Diverse approaches have been deployed to mitigate the cost function and increase the system’s reliability [20]. During the storing process of cloud data, some critical issues are met, such as transmission and communication overhead.

Reliable cloud data storage has become the most-effective process for managing data. Cloud storage is the process of managing the data remotely and the process of safeguarding the data with third-party servers. To store the data in the cloud, the cloud can give the assurance to improve the security of the data. It considers the four distinct kinds of entities to achieve the storage mechanism. They are “the data owner, the data user, the cloud user, and the third-party server”. The data owner manages the data to store them in various VMs. The data user can have the capacity to choose the machines where the data are recovered. Simultaneously, the third-party servers are used to check the data integrity frequently.

Storage mechanism: Cloud storage comprises many devices such as machines. Here, the data storage is nothing but mapping the logical and physical storage. Hence, considering the required components, the storage network may have several constraints while storing the data on the respective servers or VMs. Conversely, the storage process is differentiated into three types, which are explained as follows:

1

File storage: The files are hierarchically placed in this type. The information is stored in the metadata format of every file. Hence, the files are managed in higher-level abstraction types. Thus, it aids in improving performance.

2

Block storage: Here, the data or files are segmented into different chunks and represented with block addresses. This process does not contain the server for authorization.

3

Object storage: The encapsulation is performed with the object and metadata. Since the data belong to any type, they are distributed over the cloud. This also ensures the scalability and reliability of the system.

The major goals of designing a reliable cloud data storage system are listed below:

• Data reliability and availability: By storing the data with more machines or servers, the data user can obtain the encoded data to be deciphered further as the original data. When any of the servers has a fault, they are then used by the other effective servers, thereby enhancing the data integrity and reliability of the cloud network.
• Security: The better system enhances the security level. It also verifies the data integrity and confidentiality, which protects the network from any corrupted services.
• Offline data owner: Once the data are outsourced to a server or machine, there is no need to check the integrity of the stored data in the system.
• Efficiency: Due to this objective, the system’s efficacy is reached in terms of less storage space, resolving the overhead problem in communication and computation, and so on.
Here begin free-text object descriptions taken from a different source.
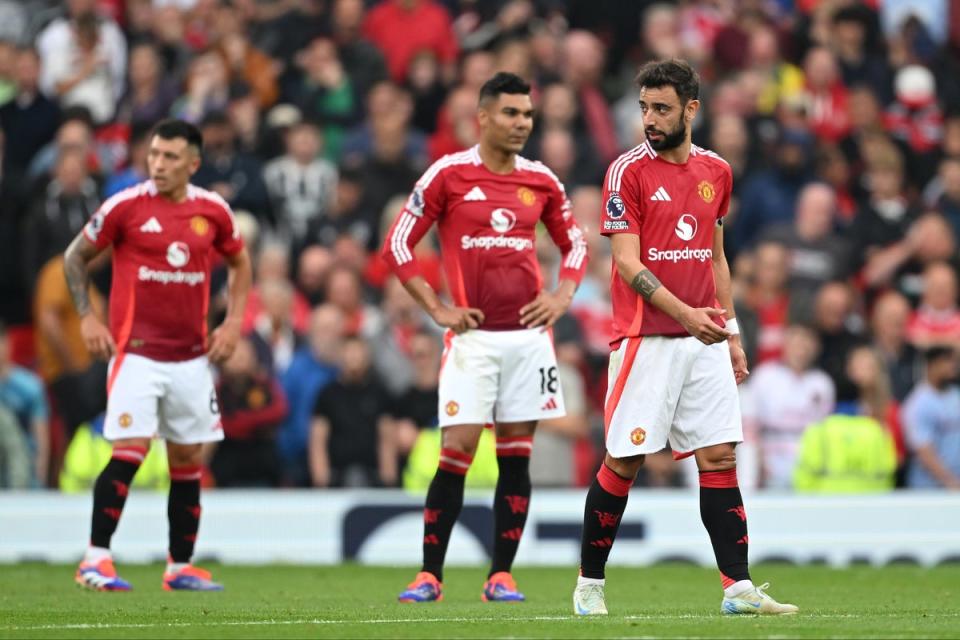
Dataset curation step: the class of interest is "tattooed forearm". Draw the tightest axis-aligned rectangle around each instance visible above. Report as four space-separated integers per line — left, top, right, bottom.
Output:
63 235 97 316
630 268 662 301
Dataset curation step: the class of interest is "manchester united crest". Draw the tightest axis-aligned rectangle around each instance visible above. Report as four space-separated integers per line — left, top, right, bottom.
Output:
190 216 210 236
445 401 460 417
517 187 536 206
697 181 715 203
630 427 646 446
119 413 133 428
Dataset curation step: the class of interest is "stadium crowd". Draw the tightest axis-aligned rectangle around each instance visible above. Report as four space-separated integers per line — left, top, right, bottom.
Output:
0 0 959 493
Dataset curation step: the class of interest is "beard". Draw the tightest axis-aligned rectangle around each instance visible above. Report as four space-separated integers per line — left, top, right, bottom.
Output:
646 118 687 151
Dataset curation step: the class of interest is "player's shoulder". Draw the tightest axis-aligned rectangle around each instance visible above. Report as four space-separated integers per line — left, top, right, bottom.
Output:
514 154 566 192
186 183 233 215
690 144 732 175
605 142 657 189
417 146 483 187
99 180 156 214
Considering the above key points, the proposed reliable data cloud storage system using heuristic development is represented in Figure 1.

The primary aim of this novel framework is to save cloud data by rectifying the general and structural constraints. Firstly, it considers the components and VMs for storage purposes. Since the components pose various constraints, a new reliable model is introduced. Each piece of cloud data is specified with individual traits, which are then characterized by hardware and software components. Consequently, the new objective function is derived for solving both constraints. The interactions and data instances in the cloud data storage define the structural constraint. Similarly, the allocation rules and device capacity are included in the general constraints. To alleviate the constraint issues, a novel HP-BOA is newly proposed. In the last stage, the performance was measured with metrics, and its simulation results were carried out. Thus, the extensive results proved that the proposed work appropriately stored the cloud data using the components.